Servi par un sens de la repartie et un talent d’imitateur certains, Dieudonné fait passer par de lourdes allusions, dans son spectacle le Mur, des idées qui tomberaient sous le coup de la loi si elles étaient explicites. La Shoah et « l’oligarchie négrière » tournent en boucle, avec la chanson « Shoah Nanas » pour fil conducteur.
Les médias ont retenu la charge contre Patrick Cohen, pour laquelle Radio France a décidé de saisir la justice. Évoquant la polémique du mois de mars entre l’animateur de France Inter et Frédéric Taddeï sur les personnalités qu’on n’a « pas envie d’entendre », Dieudonné s’écrie : « Lui, si le vent tourne, je ne suis pas sûr qu’il ait le temps de faire sa valise. […] Tu vois, moi, quand j’entends ça, je me dis : les chambres à gaz… dommage ! »
Mais c’est loin d’être la seule allusion antisémite du spectacle. Quelques minutes plus tôt, il lance : « Entre Hitler et les juifs, je ne sais pas qui a commencé… Mais j’ai ma petite idée. » Fou rire de la salle. Plus loin, il « pisse » sur le mur des Lamentations, puis campe un tirailleur sénégalais qui finit par regretter de ne pas avoir combattu pour l’armée nazie. Un autre sketch est une insulte aux homosexuels et aux partisans du mariage pour tous. Affirmant que cette loi va créer un marché de « la vente d’organes », Dieudonné se lance dans l’imitation d’un entrepreneur africain qui propose à un couple d’hommes de leur vendre un enfant issu d’une « usine à bébés ».

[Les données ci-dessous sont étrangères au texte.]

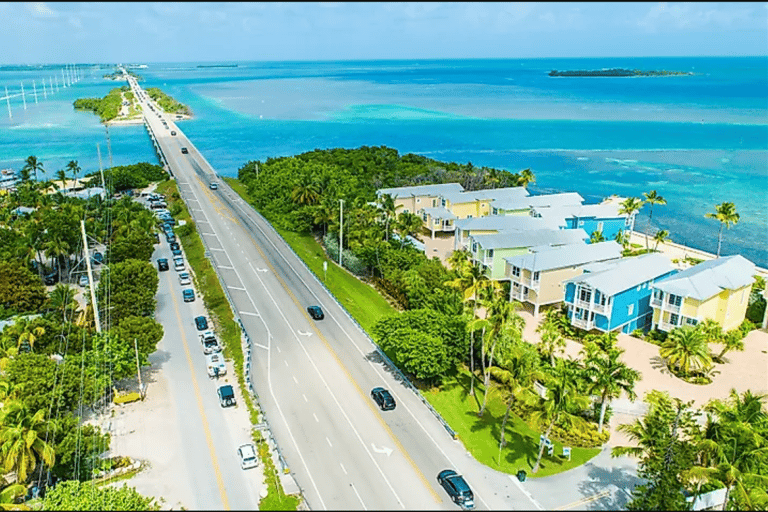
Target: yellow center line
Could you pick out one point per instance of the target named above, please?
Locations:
(377, 414)
(206, 429)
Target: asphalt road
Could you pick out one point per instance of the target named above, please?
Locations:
(313, 378)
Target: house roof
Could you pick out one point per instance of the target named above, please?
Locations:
(614, 276)
(439, 212)
(567, 256)
(421, 190)
(521, 203)
(530, 238)
(709, 278)
(489, 194)
(506, 223)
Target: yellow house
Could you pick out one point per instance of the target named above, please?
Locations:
(716, 289)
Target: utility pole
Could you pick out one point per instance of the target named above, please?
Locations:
(90, 279)
(138, 368)
(341, 230)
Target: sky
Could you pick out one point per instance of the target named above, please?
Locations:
(129, 32)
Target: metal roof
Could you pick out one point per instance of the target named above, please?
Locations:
(512, 239)
(614, 276)
(567, 256)
(709, 278)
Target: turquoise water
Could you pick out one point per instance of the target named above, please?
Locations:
(698, 140)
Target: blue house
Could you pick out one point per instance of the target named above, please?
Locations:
(616, 295)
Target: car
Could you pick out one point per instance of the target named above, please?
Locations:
(315, 312)
(201, 323)
(384, 398)
(226, 396)
(247, 454)
(457, 488)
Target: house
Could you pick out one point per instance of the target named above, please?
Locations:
(616, 295)
(716, 289)
(490, 251)
(537, 278)
(412, 199)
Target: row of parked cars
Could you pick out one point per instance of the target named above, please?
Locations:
(211, 347)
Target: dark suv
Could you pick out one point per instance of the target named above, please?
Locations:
(457, 488)
(383, 397)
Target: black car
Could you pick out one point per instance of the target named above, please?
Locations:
(383, 397)
(315, 312)
(457, 488)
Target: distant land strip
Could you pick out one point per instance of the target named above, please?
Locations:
(618, 72)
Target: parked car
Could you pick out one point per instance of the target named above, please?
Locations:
(247, 454)
(226, 396)
(384, 398)
(201, 323)
(315, 312)
(457, 488)
(216, 366)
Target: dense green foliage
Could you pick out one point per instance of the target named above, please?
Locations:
(75, 495)
(107, 107)
(167, 103)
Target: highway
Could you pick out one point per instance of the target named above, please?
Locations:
(313, 378)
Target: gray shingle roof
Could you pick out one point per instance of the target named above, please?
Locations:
(567, 256)
(614, 276)
(512, 239)
(421, 190)
(709, 278)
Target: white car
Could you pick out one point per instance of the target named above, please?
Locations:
(247, 454)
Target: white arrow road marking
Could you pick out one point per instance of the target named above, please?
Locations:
(383, 449)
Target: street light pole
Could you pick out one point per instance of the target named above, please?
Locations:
(341, 229)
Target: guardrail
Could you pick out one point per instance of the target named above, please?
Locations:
(390, 365)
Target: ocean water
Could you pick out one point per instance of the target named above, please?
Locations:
(697, 140)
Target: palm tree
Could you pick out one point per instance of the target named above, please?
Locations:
(33, 165)
(686, 349)
(562, 398)
(22, 440)
(726, 214)
(661, 236)
(651, 198)
(74, 168)
(629, 207)
(609, 377)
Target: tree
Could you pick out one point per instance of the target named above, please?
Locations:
(561, 401)
(652, 198)
(664, 442)
(686, 349)
(726, 214)
(75, 495)
(661, 236)
(630, 206)
(33, 165)
(21, 440)
(609, 377)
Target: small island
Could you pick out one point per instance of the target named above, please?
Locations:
(618, 72)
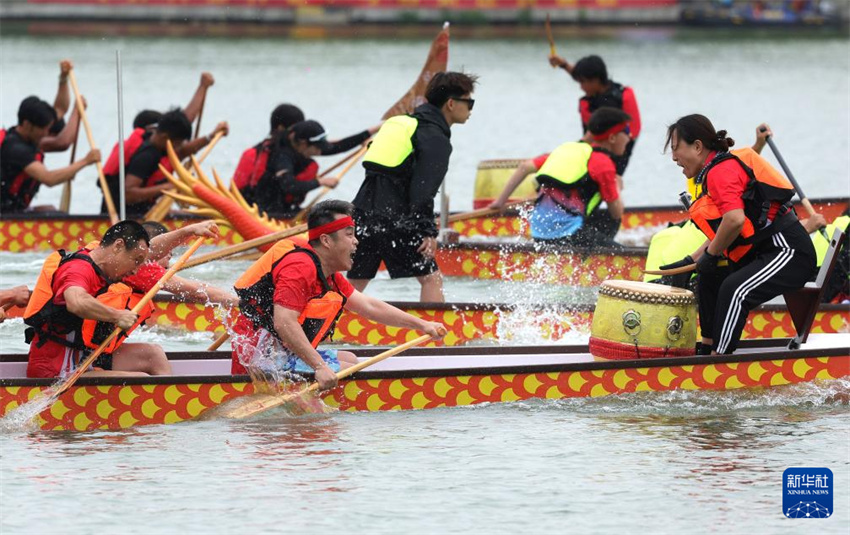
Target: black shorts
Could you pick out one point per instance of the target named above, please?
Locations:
(396, 247)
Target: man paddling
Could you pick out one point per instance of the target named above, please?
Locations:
(405, 166)
(254, 162)
(291, 298)
(22, 171)
(600, 91)
(144, 181)
(75, 305)
(574, 179)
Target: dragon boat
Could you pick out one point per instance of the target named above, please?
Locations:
(474, 322)
(427, 378)
(50, 231)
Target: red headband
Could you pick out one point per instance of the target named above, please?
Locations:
(616, 129)
(329, 228)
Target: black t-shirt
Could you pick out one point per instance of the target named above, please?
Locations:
(15, 155)
(143, 164)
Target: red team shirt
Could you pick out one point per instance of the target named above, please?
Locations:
(52, 358)
(295, 283)
(726, 184)
(601, 169)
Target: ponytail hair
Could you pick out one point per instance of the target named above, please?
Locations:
(697, 127)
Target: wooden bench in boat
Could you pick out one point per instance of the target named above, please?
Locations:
(803, 304)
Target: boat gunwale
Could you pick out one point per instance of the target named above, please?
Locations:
(696, 360)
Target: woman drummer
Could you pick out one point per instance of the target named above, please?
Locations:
(747, 218)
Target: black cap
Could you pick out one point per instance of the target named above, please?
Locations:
(311, 132)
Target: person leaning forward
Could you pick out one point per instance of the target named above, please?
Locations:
(22, 171)
(405, 166)
(747, 217)
(75, 302)
(291, 298)
(574, 179)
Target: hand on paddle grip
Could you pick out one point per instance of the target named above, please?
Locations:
(707, 263)
(92, 157)
(326, 377)
(125, 319)
(329, 181)
(428, 248)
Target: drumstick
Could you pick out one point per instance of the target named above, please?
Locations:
(673, 271)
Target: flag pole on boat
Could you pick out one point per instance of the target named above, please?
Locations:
(121, 176)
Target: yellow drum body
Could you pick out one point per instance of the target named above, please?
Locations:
(490, 180)
(638, 320)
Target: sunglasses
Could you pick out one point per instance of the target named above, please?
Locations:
(469, 101)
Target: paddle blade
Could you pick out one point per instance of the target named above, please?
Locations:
(438, 59)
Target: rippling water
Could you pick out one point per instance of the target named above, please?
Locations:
(694, 462)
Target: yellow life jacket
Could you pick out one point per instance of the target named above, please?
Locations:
(566, 170)
(822, 244)
(393, 143)
(670, 245)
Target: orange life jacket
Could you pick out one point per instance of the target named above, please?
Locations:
(765, 187)
(51, 321)
(255, 289)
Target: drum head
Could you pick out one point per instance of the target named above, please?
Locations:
(645, 290)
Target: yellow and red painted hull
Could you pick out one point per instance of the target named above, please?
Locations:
(512, 224)
(33, 232)
(73, 232)
(468, 322)
(116, 406)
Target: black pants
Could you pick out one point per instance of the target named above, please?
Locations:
(780, 263)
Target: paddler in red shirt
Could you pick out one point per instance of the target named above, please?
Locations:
(574, 180)
(149, 273)
(747, 217)
(600, 91)
(291, 298)
(76, 303)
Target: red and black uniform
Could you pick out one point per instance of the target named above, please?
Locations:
(290, 276)
(622, 98)
(55, 334)
(773, 254)
(143, 163)
(254, 163)
(17, 188)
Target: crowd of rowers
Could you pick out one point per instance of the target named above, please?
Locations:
(751, 246)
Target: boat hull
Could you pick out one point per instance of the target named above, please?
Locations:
(468, 322)
(114, 404)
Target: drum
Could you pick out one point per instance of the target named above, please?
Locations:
(639, 320)
(490, 180)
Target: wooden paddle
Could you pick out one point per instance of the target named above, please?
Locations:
(551, 39)
(353, 158)
(54, 393)
(807, 205)
(247, 245)
(163, 205)
(673, 271)
(110, 205)
(261, 405)
(65, 203)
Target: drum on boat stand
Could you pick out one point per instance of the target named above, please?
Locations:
(639, 320)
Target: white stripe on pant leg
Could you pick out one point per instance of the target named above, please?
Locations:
(785, 255)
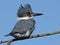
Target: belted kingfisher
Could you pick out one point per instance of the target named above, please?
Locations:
(26, 24)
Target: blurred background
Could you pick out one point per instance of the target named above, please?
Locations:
(49, 22)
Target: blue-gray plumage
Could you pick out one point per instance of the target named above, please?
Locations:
(25, 25)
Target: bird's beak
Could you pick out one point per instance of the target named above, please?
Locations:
(36, 14)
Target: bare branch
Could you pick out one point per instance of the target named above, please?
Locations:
(32, 36)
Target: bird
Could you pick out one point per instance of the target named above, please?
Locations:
(25, 24)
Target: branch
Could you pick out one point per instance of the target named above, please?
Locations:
(32, 36)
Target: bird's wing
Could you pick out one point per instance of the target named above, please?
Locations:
(22, 27)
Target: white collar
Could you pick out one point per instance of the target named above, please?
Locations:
(24, 18)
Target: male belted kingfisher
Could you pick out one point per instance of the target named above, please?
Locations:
(26, 24)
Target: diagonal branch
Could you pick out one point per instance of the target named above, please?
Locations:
(32, 36)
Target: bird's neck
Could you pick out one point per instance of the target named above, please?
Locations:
(24, 18)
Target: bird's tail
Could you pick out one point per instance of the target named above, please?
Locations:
(7, 35)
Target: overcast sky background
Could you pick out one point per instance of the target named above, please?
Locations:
(49, 22)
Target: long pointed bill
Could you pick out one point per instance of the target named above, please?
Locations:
(36, 14)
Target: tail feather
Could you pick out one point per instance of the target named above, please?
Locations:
(7, 35)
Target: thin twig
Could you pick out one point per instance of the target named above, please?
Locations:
(32, 36)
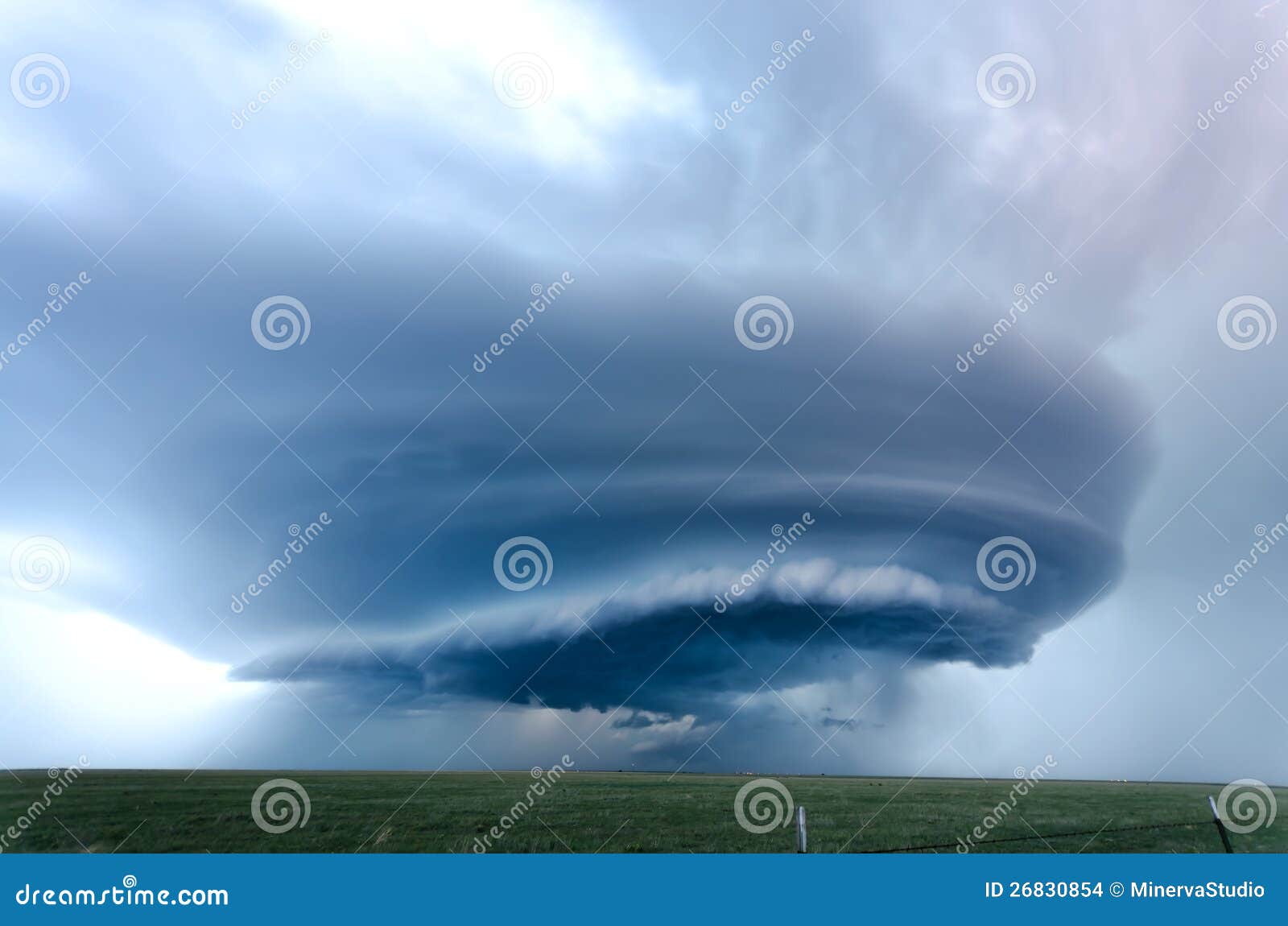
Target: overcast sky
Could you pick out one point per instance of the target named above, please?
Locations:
(778, 388)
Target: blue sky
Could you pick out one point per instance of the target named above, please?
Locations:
(390, 286)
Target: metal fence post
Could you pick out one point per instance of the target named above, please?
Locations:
(1220, 827)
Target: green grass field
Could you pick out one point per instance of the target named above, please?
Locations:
(169, 812)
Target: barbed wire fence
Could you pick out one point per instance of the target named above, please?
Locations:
(1043, 837)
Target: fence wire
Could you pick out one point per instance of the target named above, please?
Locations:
(1043, 837)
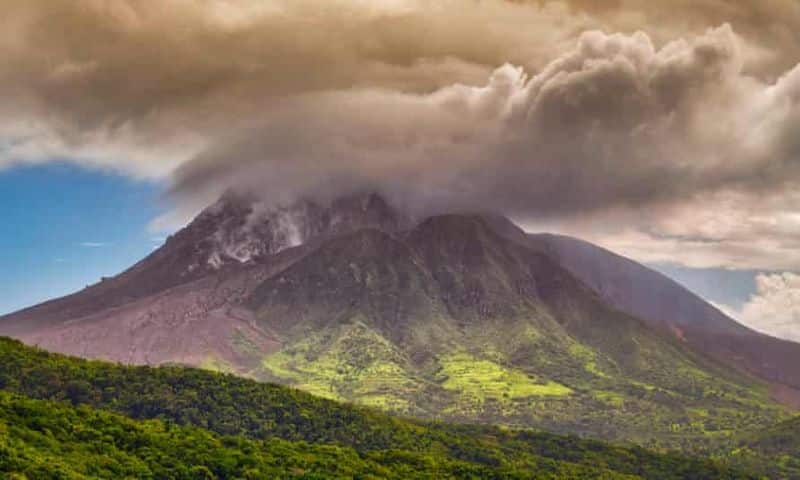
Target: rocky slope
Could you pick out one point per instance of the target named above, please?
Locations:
(462, 317)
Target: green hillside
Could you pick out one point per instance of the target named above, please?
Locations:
(774, 450)
(453, 322)
(67, 418)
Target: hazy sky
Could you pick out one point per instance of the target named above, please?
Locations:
(664, 130)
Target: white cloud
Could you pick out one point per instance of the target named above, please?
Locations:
(775, 307)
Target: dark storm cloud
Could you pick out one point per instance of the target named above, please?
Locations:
(534, 108)
(614, 121)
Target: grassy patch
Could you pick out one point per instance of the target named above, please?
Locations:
(483, 379)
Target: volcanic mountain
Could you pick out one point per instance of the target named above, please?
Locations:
(459, 317)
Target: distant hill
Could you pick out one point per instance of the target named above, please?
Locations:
(62, 418)
(459, 317)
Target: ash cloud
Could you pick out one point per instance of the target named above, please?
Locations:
(613, 122)
(620, 119)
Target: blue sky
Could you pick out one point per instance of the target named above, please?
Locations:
(64, 227)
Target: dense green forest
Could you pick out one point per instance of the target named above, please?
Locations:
(68, 418)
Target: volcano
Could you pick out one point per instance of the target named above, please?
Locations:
(459, 317)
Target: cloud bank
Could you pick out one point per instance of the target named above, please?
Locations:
(775, 307)
(664, 130)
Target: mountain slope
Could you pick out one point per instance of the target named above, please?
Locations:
(74, 425)
(666, 305)
(459, 317)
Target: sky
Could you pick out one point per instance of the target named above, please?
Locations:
(663, 130)
(64, 227)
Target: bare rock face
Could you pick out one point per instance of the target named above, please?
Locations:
(353, 300)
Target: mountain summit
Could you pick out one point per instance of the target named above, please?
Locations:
(461, 316)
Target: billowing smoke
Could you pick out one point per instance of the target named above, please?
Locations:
(613, 122)
(620, 119)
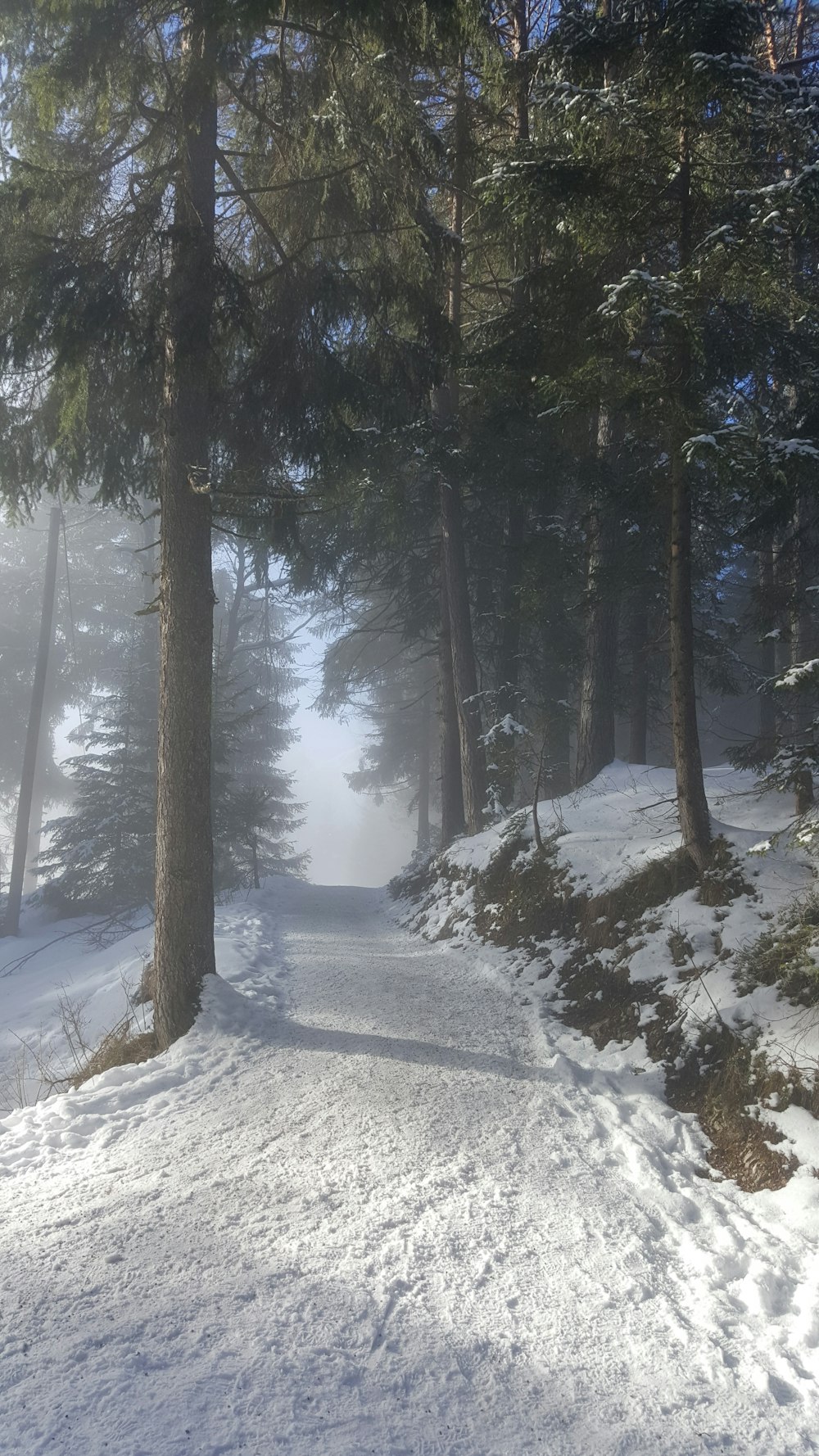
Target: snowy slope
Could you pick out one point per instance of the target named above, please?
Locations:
(372, 1205)
(611, 830)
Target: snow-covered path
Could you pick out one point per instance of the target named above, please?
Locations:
(373, 1206)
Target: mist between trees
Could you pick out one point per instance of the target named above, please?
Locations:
(495, 328)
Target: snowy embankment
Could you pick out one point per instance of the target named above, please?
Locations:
(373, 1203)
(667, 967)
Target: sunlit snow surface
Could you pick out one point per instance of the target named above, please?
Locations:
(373, 1205)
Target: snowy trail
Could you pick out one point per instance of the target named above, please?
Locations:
(372, 1205)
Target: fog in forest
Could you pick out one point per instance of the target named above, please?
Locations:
(99, 617)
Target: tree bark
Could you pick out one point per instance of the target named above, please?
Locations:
(803, 636)
(693, 804)
(454, 559)
(694, 817)
(12, 922)
(450, 776)
(767, 586)
(464, 670)
(596, 724)
(639, 702)
(184, 951)
(509, 654)
(423, 840)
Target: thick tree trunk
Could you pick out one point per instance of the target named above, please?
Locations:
(803, 645)
(694, 817)
(767, 589)
(423, 840)
(184, 951)
(31, 875)
(454, 559)
(509, 654)
(596, 724)
(639, 694)
(12, 922)
(450, 776)
(464, 670)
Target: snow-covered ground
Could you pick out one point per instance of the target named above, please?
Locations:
(611, 830)
(375, 1205)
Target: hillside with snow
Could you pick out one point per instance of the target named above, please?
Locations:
(385, 1197)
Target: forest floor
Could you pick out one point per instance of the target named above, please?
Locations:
(378, 1203)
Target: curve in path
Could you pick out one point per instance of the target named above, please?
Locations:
(372, 1205)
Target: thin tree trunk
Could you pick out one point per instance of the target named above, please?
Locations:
(450, 778)
(38, 793)
(509, 655)
(639, 703)
(803, 636)
(767, 653)
(693, 804)
(12, 922)
(464, 670)
(445, 415)
(423, 840)
(596, 724)
(184, 951)
(694, 817)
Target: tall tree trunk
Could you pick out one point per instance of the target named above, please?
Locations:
(464, 670)
(12, 922)
(509, 654)
(803, 635)
(767, 590)
(450, 776)
(639, 699)
(31, 874)
(694, 817)
(423, 840)
(445, 415)
(596, 724)
(184, 951)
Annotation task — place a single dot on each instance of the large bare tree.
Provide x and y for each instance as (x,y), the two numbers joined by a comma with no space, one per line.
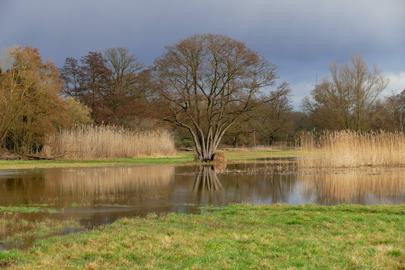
(211,81)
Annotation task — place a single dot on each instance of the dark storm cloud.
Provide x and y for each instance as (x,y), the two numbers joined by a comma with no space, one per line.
(301,36)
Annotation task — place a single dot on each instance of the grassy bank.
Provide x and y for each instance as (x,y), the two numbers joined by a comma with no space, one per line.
(179,158)
(235,237)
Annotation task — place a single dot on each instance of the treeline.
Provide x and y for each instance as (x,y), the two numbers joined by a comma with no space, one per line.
(203,83)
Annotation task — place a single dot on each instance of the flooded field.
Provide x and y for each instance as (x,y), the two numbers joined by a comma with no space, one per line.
(89,197)
(102,194)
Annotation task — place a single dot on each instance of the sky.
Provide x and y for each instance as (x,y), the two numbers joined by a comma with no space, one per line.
(302,37)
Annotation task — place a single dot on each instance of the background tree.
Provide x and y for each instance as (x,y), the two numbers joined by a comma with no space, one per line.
(210,82)
(113,84)
(270,122)
(346,100)
(31,105)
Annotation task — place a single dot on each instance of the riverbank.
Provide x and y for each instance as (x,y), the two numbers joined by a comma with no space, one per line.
(233,155)
(234,237)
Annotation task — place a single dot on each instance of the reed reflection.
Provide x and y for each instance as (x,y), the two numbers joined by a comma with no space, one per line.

Christiane Taubira, qualifiée de « Cheetah » du gouvernement, en prend aussi pour son grade, « elle qui a fait sa carrière sur la pleurniche des Noirs » et maintenant sur celle des homosexuels… Nausée assurée.
Côté commerce, de l’aveu même de la compagne et manageuse de Dieudonné, Noémie Montagne, les affaires marchent aussi très bien. Dans un échange de mails aigres-doux avec Alain Soral, rendu public par le site proche de l’extrême droite israélienne jssnews.com, elle affirme avoir « quadruplé le chiffre d’affaires » de sa société, les productions de la Plume, en quatre ans. « Le premier semestre de notre activité explose littéralement » indique encore celle qui vient de déposer la marque « Quenelle ». Accusé de lui faire de la concurrence sur la vente de produits dérivés, Soral, le président du site Égalité & Réconciliation, répond même espérer « que demain il ne faudra pas aussi [lui] payer des droits pour être antisémite » .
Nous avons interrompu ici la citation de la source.